Yaprak Özer: Kaç projeniz var şu anda?

Şefik Birkiye: Çeşitli safhalarda 50 proje.

Yaprak Özer: Her detayına hakim olabilir misiniz 50 adet projenin?

Şefik Birkiye: Tabii, mümkün.

Yaprak Özer: Onay hep sizden mi geçer?

Şefik Birkiye: Başka türlü istediğim gibi olmaz ki. Son detayına kadar çizmeyi seviyorum. Hepsini çizmem mümkün değil ama hepsinin üstünde geçerek sevmediklerimi düzeltiyorum. Zaten bir stil oluşturduğunuz için, o belirli bir kolaylık getiriyor.

Yaprak Özer: Aslında butik çalışmak denilen şey, siz çok büyük işler yapıyorsunuz.
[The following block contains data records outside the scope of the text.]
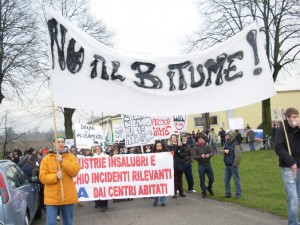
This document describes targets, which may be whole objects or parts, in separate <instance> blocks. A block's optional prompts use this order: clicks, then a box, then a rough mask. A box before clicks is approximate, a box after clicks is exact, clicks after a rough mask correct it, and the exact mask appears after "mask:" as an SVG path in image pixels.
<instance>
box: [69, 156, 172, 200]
mask: <svg viewBox="0 0 300 225" xmlns="http://www.w3.org/2000/svg"><path fill="white" fill-rule="evenodd" d="M79 163H80V165H81V170H80V172H79V174H78V175H77V177H75V178H74V182H75V185H76V188H77V192H78V197H79V201H92V200H97V199H102V200H105V199H123V198H142V197H153V196H170V195H174V170H173V157H172V155H171V153H170V152H163V153H155V154H154V153H150V154H132V155H129V154H128V155H114V156H108V155H105V156H102V157H83V158H79Z"/></svg>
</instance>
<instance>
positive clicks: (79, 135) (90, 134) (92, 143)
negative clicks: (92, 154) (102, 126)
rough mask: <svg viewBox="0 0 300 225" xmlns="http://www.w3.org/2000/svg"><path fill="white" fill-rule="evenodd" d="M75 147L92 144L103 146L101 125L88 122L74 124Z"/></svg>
mask: <svg viewBox="0 0 300 225" xmlns="http://www.w3.org/2000/svg"><path fill="white" fill-rule="evenodd" d="M75 137H76V147H77V148H91V147H92V146H94V145H101V146H103V131H102V129H101V127H99V126H95V125H90V124H79V123H77V124H75Z"/></svg>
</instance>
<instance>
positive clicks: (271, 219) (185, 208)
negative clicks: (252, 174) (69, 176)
mask: <svg viewBox="0 0 300 225" xmlns="http://www.w3.org/2000/svg"><path fill="white" fill-rule="evenodd" d="M152 201H153V199H151V198H145V199H134V200H133V201H127V200H122V201H120V202H117V203H114V202H113V201H109V203H108V207H109V208H108V210H107V211H106V212H104V213H102V212H101V211H100V209H95V208H94V202H84V203H83V205H84V206H83V207H78V206H77V205H76V206H75V208H74V223H73V225H82V224H83V225H94V224H101V225H120V224H122V225H157V224H163V225H164V224H172V225H177V224H178V225H199V224H201V225H286V224H287V219H284V218H281V217H277V216H274V215H272V214H269V213H263V212H259V211H256V210H253V209H248V208H245V207H242V206H239V205H236V204H233V203H226V202H225V203H224V202H218V201H215V200H212V199H209V198H207V199H203V198H201V196H200V195H199V194H197V193H187V197H186V198H182V197H179V198H177V199H172V198H171V197H167V206H166V207H162V206H160V205H158V206H156V207H154V206H152ZM237 201H238V200H237ZM45 221H46V218H45V214H43V217H42V219H40V220H36V221H34V223H33V225H40V224H46V222H45ZM59 224H63V223H62V221H60V222H58V225H59Z"/></svg>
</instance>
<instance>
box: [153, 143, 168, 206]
mask: <svg viewBox="0 0 300 225" xmlns="http://www.w3.org/2000/svg"><path fill="white" fill-rule="evenodd" d="M161 152H165V148H164V144H163V143H162V142H161V141H157V142H156V143H155V145H154V153H157V154H159V153H161ZM157 203H158V197H154V198H153V206H157ZM160 203H161V206H166V196H160Z"/></svg>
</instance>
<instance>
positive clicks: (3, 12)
mask: <svg viewBox="0 0 300 225" xmlns="http://www.w3.org/2000/svg"><path fill="white" fill-rule="evenodd" d="M36 31H37V27H36V18H35V12H33V11H32V8H31V1H23V0H0V104H1V103H2V100H3V98H4V97H7V98H8V99H14V98H15V97H16V96H17V97H19V99H21V100H22V99H24V98H26V94H24V90H25V88H24V87H25V86H26V85H27V84H30V83H31V82H32V80H36V79H37V78H38V75H39V74H37V73H35V72H36V71H35V70H36V68H37V60H36V59H35V57H34V56H35V54H34V53H35V52H36V49H37V48H36V36H37V33H36Z"/></svg>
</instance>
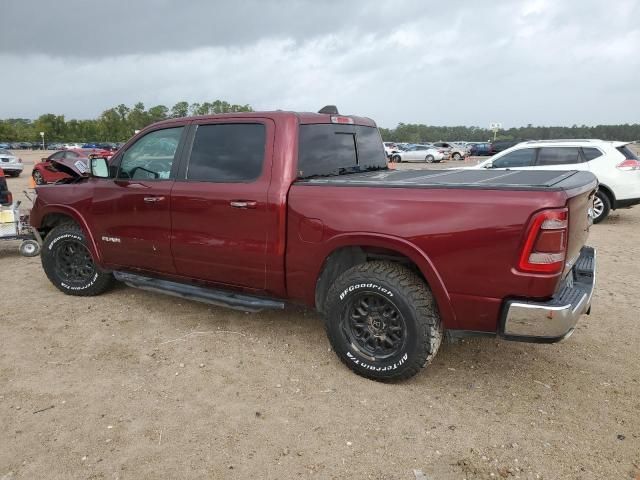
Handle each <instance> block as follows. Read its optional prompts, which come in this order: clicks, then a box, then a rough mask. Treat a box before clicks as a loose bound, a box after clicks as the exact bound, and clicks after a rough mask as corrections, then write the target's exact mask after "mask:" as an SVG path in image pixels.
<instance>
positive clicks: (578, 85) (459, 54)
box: [0, 0, 640, 127]
mask: <svg viewBox="0 0 640 480" xmlns="http://www.w3.org/2000/svg"><path fill="white" fill-rule="evenodd" d="M0 18H2V27H1V28H0V65H1V67H0V68H1V73H0V118H9V117H27V118H35V117H37V116H38V115H40V114H42V113H46V112H52V113H58V114H64V115H66V116H67V118H93V117H96V116H98V115H99V114H100V113H101V112H102V111H103V110H105V109H106V108H109V107H111V106H114V105H117V104H119V103H125V104H133V103H135V102H137V101H142V102H144V104H145V106H146V107H151V106H153V105H157V104H164V105H167V106H169V107H170V106H171V105H173V104H174V103H175V102H177V101H180V100H187V101H189V102H203V101H212V100H215V99H222V100H227V101H229V102H231V103H240V104H245V103H248V104H250V105H252V106H253V107H254V108H255V109H258V110H269V109H279V108H280V109H292V110H303V111H309V110H311V111H316V110H318V109H319V108H320V107H322V106H323V105H325V104H329V103H331V104H336V105H338V107H339V109H340V111H341V112H343V113H357V114H361V115H366V116H370V117H372V118H374V119H375V120H377V122H378V124H379V125H382V126H385V127H394V126H395V125H396V124H397V123H398V122H405V123H426V124H431V125H478V126H487V125H488V123H489V122H490V121H499V122H502V124H503V125H504V126H505V127H509V126H520V125H526V124H528V123H533V124H536V125H572V124H574V123H575V124H587V125H592V124H598V123H626V122H628V123H637V122H639V121H640V1H639V0H608V1H599V0H575V1H569V0H525V1H517V0H491V1H489V0H486V1H482V0H467V1H461V0H449V1H443V0H438V1H430V0H348V1H342V0H323V1H320V0H288V1H280V0H271V1H266V0H235V1H233V0H232V1H223V0H189V1H186V0H182V1H178V0H153V1H151V0H108V1H106V0H95V1H94V0H56V1H45V0H40V1H36V0H0Z"/></svg>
Şefik Birkiye: Giyim konusu da mesela öyle. Haute Couture’de iki sezon üç sezon devamlı yaratıcı, bütün ekibe hakim olmanız lazım, her detaya hakim olmanız lazım, hepsini siz yapmasanız dahi.

Yaprak Özer: Genelde merhaba, nasılsın diyene alışkanlık olmuş  çok çalışıyoruz deyip yakınıyoruz. Siz ne diyorsunuz, ne var ne yok diyenlere?

Şefik Birkiye: Ben eskiden çok çalışırdım. Şimdi günde sadece 10-12 saat çalışıyorum.

Yaprak Özer: Eskiden kaç saat çalışıyordunuz?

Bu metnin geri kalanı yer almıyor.